Geesthacht. Nicole Dieringer aus Geesthacht fährt Busse bei den VHH. Dass sie gehörlos ist, bekommen die meisten ihrer Fahrgäste gar nicht mit.

Mit irgendwas war der Fahrgast im Linienbus von Nicole Dieringer unzufrieden. Offenbar hatte er schon eine Weile im hinteren Bereich geschimpft, als er plötzlich vor ihr stand. „Sind sie taub oder was?“, blökte der verärgerte Mann. Woraufhin die 41-Jährige aus Geesthacht trocken antwortete: „Ja, bin ich.“ Seit 2021 fährt die alleinerziehende zweifache Mutter für die Verkehrsbetriebe Hamburg-Holstein (VHH). Dass sie gehörlos ist, bekommen die meisten Fahrgäste gar nicht mit.

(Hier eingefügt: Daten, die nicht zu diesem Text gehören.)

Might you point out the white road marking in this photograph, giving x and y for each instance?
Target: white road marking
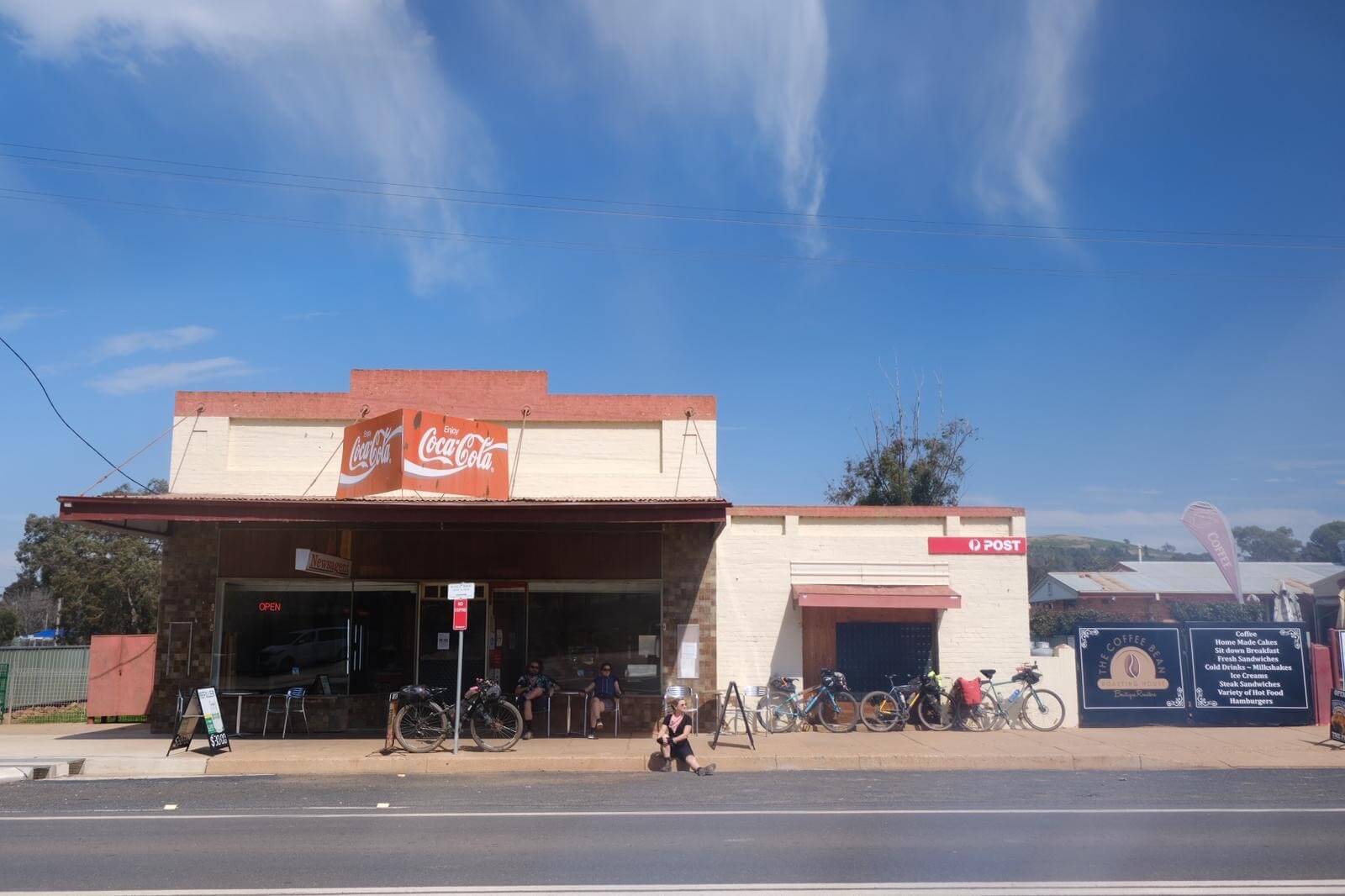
(703, 813)
(961, 888)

„Ich höre mit den Augen“, sagt Nicole Dieringer. Sie kann von den Lippen lesen und weiß meist schon an der Körpersprache, in welcher Stimmung ihr Gegenüber ist. Überhaupt sind anderen Sinne bei ihr viel stärker ausgeprägt. Mit den Füßen fühlt sie Vibrationen im Boden, zudem schaut sie viel häufiger in die Seitenspiegel als Hörende. Für Argumente wäre der pöbelnde Fahrgast aber wohl ohnehin nicht empfänglich gewesen. Stattdessen verabschiedete er sich mit den Worten: „Das ist doch unverantwortlich, wenn sie Bus fahren.“

VHH Geesthacht: Taube Busfahrerin hört „mit den Augen“

Ist es nicht! Ob schwerhörige oder gehörlose Menschen in Deutschland ein Kraftfahrzeug führen dürfen, ist in der Fahrerlaubnis-Verordnung geregelt. Bedingung für den Erwerb eines Führerscheins ist, dass nicht gleichzeitig weitere schwerwiegende Beeinträchtigungen vorliegen. Dafür wird ein Gutachten eines Hals-Nasen-Ohren-Arztes benötigt. „Außerdem ist laute Musik im Auto ja auch erlaubt. Gucken diese Leute dann auch mehr in den Rückspiegel?“, fragt Dieringer.

„Belastbarkeit, Reaktionsschnelligkeit, Augenradius – Frau Dieringer musste alle Prüfungen wie die anderen Kollegen machen“, betont VHH-Pressesprecherin Janina Rautenstrauch-Ulbricht. Hätte der Arbeitgeber Zweifel an ihrer Tauglichkeit gehabt, hätte er sie wohl gar nicht erst den 12.000 Euro teuren Busführerschein machen lassen. Dieringer: „Der Fahrlehrer muss mir nur rechtzeitig vorher sagen, wo ich hinfahren soll.“

Bei 2500 Mitarbeitern die einzige gehörlose Busfahrerin der VHH

Von den rund 2500 Mitarbeitern bei den VHH sind 1742 Busfahrer (Stand Mitte Oktober). Nicole Dieringer ist die einzige gehörlose Kollegin. „Wir sind aber ein sehr offenes Unternehmen und haben die Charta der Vielfalt unterschrieben“, sagt die HVV-Sprecherin. So sind zum Beispiel auch Autisten beschäftigt.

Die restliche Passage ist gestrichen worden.